Paxton's slickhead
Conocara paxtoni
About the Paxton's slickhead
Conocara paxtoni is a deep-sea slickhead from the Tasman Sea, and its whole vibe is pure "mystery fish" - its known record is from a single specimen taken around 2450 m deep. It's a fairly big, streamlined bathypelagic/benthopelagic fish (for a slickhead), but it is absolutely not an aquarium species (deepwater pressure/temperature requirements make that a no-go).
Quick Facts
Size
38.7 cm SL
Temperament
Peaceful
Difficulty
Expert
Min Tank Size
0 gallons
Lifespan
unknown
Origin
Southwest Pacific (Tasman Sea, near Lord Howe Island)
Diet
Unknown (likely small fishes and invertebrates, based on trophic level estimates for close relatives)
Care Notes
- Real talk: this is a deep-sea slickhead and it does not belong in a normal reef tank - you need a chilled marine system (think low single-digit to low teens C) and a way to keep temps rock-steady.

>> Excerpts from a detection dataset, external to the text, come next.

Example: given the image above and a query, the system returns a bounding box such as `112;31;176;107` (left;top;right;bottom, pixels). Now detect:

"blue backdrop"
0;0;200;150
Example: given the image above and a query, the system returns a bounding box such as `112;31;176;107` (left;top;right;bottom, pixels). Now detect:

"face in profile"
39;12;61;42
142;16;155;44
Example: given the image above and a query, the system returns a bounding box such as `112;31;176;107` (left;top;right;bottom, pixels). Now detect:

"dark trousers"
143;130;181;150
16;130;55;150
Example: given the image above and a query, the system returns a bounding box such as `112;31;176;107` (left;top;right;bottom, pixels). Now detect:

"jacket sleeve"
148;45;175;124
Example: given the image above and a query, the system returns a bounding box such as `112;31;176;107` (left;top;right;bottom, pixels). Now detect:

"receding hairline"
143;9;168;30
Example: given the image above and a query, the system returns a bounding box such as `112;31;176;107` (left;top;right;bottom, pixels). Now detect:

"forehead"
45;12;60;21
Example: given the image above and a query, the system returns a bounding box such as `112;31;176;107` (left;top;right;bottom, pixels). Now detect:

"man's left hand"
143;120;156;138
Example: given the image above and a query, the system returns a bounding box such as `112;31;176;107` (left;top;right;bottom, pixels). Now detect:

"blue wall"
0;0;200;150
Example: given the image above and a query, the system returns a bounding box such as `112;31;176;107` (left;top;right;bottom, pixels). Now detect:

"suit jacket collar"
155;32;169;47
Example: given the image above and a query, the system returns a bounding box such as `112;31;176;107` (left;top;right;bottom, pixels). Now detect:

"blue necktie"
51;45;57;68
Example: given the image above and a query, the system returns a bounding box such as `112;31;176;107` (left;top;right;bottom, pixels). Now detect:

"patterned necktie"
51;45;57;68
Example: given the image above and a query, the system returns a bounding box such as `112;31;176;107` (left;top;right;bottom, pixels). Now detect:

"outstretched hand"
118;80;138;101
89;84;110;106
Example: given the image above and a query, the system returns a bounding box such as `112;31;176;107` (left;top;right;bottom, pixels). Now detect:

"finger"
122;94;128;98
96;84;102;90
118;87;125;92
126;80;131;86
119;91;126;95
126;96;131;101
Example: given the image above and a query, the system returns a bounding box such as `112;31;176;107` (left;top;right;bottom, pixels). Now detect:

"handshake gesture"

- Keep it dim: no bright reef LEDs, lots of shaded cover, and a long tank with open cruising room. If you can give it a gentle, laminar flow lane and quiet corners, it settles way faster.
- Water numbers: stable salinity around 1.025, pH about 8.0-8.3, and oxygen has to be high at cold temps. Run heavy aeration and oversize filtration because big protein meals foul water quick.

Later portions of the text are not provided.